Operators of upstream facilities in Myanmar are already feeling the impact of this week's shock coup, which saw the military declare a one-year state of emergency.
Myanmar's military took control of the country in the early hours of 1 February and detained de facto leader and Noble Peace Prize laureate Aung San Suu Kyi.
The military said it was handing power to commander-in-chief Min Aung Hlaing because of what it claimed was "election fraud".
Australia’s Woodside Petroleum in January kicked off a three-well deep-water wildcatting programme on blocks A-7, AD-1 and AD-8 offshore Myanmar.
“Access to some infrastructure is limited, and as a result we have postponed some logistical activities while we await further clarity,” a Woodside spokesperson told Upstream this week.
“Noting our current 2021 drilling campaign, we are working with our stakeholders to understand how these planned activities may possibly be impacted and preparing our forward plan.”
She added that communications remain fully operational in the turbulent Southeast Asian nation and the company's personnel are "accounted for, safe and well".
Woodside currently has less than 100 direct employees and dependents in Myanmar.
However, logistics could become even more challenging for exploration and production players in Myanmar, not least because the military has now imposed a ban on international and domestic flights until 31 May.
Anglo-Dutch supermajor Shell and local company Myanmar Petroleum Exploration & Production partner Woodside on Block A-7, while China National Petroleum Corporation is the Australian operator’s sole — and equal — co-venturer in blocks AD-1 and AD-8.
Thailand’s national upstream company PTTEP told Upstream that it is currently business as usual at its producing Zawtika gas field offshore Myanmar.
“PTTEP … still maintains its normal operation of gas production at the Zawtika project, as well as other joint ventures operations including the Yadana and the Yetagun projects (in which it is a partner) in order to ensure energy security," the company said.
“PTTEP International has a business continuity plan in place to keep its business in Myanmar running smoothly and efficiently. The company will closely monitor the situation and provide further information should we have any updates on this.”
The military coup followed weeks of increasing tensions between the military and the civilian government after the former alleged election irregularities in last November’s polls, which returned the National League of Democracy (NLD) to power with an even larger share of the vote.
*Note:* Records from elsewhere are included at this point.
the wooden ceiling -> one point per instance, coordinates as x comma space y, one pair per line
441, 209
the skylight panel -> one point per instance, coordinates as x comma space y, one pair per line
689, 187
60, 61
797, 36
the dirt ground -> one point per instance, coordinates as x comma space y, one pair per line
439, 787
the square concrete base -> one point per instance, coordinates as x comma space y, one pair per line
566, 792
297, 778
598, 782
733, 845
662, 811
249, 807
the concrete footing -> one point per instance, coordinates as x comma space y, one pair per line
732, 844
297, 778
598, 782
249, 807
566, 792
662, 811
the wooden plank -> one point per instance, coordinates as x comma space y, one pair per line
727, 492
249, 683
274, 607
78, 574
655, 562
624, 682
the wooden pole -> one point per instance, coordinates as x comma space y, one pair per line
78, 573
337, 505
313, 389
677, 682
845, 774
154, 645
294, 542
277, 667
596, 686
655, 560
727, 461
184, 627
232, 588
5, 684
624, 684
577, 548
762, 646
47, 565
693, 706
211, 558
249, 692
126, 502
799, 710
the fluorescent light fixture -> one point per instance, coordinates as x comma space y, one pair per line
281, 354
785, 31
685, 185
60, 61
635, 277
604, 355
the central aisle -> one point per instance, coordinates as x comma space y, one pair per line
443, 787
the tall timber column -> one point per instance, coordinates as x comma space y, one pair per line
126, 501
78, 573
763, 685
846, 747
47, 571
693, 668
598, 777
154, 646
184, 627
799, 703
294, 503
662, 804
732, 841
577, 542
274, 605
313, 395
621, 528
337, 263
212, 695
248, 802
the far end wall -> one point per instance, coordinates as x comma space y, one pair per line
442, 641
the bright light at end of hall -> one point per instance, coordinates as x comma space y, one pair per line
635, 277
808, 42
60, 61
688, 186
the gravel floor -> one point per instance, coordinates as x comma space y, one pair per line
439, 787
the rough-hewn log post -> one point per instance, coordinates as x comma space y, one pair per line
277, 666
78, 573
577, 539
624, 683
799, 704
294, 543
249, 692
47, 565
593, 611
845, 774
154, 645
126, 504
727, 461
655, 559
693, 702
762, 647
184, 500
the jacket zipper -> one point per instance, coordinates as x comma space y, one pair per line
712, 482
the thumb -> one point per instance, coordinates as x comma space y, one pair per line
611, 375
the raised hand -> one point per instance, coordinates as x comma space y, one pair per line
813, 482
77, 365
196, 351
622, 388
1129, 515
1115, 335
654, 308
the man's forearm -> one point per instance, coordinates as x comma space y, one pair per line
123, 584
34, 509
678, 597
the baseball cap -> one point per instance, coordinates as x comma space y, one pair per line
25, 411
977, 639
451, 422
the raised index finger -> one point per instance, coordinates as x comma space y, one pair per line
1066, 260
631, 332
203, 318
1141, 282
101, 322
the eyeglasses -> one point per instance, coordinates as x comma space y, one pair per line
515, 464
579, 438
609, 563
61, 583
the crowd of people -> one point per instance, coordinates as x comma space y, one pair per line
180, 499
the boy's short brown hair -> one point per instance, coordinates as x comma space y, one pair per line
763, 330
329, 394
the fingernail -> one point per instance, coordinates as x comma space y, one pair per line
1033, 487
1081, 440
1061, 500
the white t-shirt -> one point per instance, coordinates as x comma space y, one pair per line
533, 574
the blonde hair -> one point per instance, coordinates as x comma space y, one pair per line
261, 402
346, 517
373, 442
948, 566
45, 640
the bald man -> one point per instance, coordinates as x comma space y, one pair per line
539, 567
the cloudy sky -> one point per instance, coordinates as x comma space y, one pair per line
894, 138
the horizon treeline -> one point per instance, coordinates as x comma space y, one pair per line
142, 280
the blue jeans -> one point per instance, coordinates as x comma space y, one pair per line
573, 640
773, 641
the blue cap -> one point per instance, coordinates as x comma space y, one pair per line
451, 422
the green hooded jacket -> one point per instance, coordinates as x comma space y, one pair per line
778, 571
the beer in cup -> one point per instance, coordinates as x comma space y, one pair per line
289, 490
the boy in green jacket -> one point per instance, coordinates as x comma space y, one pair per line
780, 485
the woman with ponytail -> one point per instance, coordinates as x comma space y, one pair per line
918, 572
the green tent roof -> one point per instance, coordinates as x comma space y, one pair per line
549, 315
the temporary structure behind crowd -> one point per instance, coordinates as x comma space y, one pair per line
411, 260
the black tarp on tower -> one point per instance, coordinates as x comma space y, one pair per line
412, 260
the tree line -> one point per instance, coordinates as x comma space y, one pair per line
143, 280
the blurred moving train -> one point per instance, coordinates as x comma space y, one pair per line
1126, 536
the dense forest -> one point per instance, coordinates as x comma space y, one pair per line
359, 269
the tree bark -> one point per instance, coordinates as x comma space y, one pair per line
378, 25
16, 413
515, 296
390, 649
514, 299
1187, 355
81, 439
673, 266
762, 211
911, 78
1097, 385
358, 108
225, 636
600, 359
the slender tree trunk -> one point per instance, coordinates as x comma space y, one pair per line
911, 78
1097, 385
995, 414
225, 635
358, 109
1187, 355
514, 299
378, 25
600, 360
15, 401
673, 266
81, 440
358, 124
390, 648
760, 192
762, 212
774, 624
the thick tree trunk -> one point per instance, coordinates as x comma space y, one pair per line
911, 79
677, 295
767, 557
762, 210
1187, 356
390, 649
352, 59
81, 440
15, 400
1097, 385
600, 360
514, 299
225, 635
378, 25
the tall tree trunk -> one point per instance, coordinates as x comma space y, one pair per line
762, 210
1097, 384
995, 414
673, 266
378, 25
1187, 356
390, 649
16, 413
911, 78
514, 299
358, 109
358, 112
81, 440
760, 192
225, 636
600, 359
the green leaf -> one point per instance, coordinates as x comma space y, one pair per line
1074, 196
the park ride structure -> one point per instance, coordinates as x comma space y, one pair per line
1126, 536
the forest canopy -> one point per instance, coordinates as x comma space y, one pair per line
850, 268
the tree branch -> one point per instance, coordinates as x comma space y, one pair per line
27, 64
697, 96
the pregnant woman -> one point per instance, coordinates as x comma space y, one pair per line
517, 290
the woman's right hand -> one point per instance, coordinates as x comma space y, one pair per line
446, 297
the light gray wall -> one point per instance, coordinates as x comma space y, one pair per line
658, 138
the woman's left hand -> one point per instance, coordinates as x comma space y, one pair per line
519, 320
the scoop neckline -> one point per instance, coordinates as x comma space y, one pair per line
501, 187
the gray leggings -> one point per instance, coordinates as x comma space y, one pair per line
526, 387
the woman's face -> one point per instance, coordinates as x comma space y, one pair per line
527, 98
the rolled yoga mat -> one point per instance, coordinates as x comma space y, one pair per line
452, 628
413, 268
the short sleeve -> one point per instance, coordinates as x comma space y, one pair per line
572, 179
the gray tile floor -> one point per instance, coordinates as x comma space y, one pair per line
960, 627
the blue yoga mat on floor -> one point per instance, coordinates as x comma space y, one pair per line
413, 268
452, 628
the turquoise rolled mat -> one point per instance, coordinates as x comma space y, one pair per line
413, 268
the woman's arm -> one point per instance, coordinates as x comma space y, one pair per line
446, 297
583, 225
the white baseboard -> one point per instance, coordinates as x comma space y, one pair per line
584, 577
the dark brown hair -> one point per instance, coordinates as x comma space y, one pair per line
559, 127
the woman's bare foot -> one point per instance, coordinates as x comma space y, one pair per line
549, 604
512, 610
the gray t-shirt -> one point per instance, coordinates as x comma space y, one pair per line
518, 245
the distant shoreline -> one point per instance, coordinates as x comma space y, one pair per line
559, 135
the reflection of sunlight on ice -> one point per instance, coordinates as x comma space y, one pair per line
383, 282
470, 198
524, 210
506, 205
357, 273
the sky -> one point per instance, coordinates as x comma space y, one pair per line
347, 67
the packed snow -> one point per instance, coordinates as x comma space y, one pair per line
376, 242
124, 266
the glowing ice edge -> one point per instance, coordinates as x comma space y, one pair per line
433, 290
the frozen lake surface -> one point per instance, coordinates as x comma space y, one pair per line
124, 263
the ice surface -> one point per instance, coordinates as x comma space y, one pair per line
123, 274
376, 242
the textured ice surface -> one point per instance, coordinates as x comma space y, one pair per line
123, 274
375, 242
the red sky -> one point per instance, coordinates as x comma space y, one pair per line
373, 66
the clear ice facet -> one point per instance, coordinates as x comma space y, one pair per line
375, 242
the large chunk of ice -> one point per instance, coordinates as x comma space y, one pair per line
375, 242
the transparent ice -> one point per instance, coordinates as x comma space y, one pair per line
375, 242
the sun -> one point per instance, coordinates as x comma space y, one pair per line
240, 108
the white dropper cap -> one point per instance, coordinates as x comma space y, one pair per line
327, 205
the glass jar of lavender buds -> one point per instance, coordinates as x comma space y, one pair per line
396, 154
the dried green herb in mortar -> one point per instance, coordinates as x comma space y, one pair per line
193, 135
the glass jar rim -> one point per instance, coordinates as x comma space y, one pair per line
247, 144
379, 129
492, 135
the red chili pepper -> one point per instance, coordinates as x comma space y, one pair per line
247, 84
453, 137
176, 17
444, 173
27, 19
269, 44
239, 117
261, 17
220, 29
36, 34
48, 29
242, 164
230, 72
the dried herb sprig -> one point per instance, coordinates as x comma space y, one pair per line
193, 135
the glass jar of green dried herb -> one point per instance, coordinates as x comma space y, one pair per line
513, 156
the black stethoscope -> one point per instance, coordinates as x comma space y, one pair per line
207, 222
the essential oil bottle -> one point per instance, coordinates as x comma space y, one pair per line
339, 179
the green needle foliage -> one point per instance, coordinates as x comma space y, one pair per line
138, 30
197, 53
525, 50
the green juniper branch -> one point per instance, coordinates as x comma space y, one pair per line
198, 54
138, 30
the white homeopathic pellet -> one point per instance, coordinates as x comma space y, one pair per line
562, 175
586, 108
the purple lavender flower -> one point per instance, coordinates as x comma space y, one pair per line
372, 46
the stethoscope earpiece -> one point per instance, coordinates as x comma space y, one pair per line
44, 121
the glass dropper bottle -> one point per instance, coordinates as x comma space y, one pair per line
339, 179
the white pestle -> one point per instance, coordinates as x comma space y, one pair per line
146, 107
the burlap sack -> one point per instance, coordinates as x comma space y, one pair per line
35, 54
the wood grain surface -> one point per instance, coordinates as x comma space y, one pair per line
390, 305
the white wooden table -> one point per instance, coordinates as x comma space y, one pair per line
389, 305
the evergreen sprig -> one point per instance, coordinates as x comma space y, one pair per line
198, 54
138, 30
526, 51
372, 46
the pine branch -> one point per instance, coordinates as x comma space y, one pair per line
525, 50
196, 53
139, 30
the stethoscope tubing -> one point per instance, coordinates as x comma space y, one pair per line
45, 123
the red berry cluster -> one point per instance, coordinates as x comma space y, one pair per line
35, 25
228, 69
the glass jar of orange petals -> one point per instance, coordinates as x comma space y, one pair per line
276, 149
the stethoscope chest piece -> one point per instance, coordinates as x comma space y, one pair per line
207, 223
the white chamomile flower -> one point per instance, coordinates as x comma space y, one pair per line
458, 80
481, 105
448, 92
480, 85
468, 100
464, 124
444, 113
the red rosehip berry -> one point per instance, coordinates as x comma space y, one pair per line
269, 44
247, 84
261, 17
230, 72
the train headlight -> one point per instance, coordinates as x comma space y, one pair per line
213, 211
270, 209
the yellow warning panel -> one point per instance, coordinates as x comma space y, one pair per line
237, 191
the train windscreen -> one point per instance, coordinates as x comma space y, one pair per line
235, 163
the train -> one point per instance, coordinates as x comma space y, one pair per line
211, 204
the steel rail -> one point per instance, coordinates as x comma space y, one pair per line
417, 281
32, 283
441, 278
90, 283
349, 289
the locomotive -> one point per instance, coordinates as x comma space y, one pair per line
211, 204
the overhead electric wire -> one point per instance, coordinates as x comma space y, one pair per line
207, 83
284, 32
Military television said a state of emergency had been declared for one year and power transferred. Soldiers are now deployed on the streets of the capital Nay Pyi Daw and the former capital and commercial city of Yangon.
Aung San Suu Kyi and President Win Myint were detained in the capital, NLD spokesman Myo Nyunt told newswire AFP, just hours before parliament had been scheduled to sit for the first time since the elections.
Aung San Suu Kyi was charged midweek, with the charges including breaching of import and export laws. She has been remanded in custody until 15 February.
The US and Australia were quick to express their concern, calling for the release of the detained NLD leaders and the restoration of democracy.
"The United States opposes any attempt to alter the outcome of recent elections or impede Myanmar's democratic transition and will take action against those responsible if these steps are not reversed," White House spokeswoman Jen Psaki said.
Australia said Myanmar's military was "once again seeking to seize control" of the country.
"We call on the military to respect the rule of law, to resolve disputes through lawful mechanisms and to release immediately all civilian leaders and others who have been detained unlawfully," Australian Foreign Minister Marise Payne said.
Within hours of the coup, communications networks in Myanmar were being restricted, with some mobile phone networks reported to be out of action.
Vote fraud claims
The military for weeks had alleged irregularities in last November’s elections, claiming there were millions of instances of voter fraud.
On 28 January, the military’s commander-in-chief, Senior General Min Aung Hlaing, threatened the nation with its greatest political crisis since the transition to democracy started 13 years ago by claiming he would abolish the constitution.
“The constitution is the Mother Law. We have to follow the constitution. If the law is not respected or followed, we must abolish it. Even if it is the constitution, we must abolish it,” he said in a speech quoted by the military’s Facebook page.
However, just two days later, the military released an official statement, clarifying Min Aung Hlaing remarks, saying it would "only act within the boundary of existing laws".
The NLD won landslide victories in both the 2015 and 2020 general elections, which gave the party a clear majority, even though a quarter of the seats are reserved for the military.
The 2008 Constitution allows for democratic elections, while ensuring the military retains control over certain key institutions.
However, even seasoned politicians and key non-governmental organisations did not believe the military would actually stage a coup, despite the recent rhetoric.
A NLD parliamentarian, requesting anonymity, told Al Jazeera he never took the military’s threat seriously.
“A dog that will bite never barks. So we do not believe that there will be a coup. In the past throughout history, whenever the military staged a coup, they never announced in advance,” he said.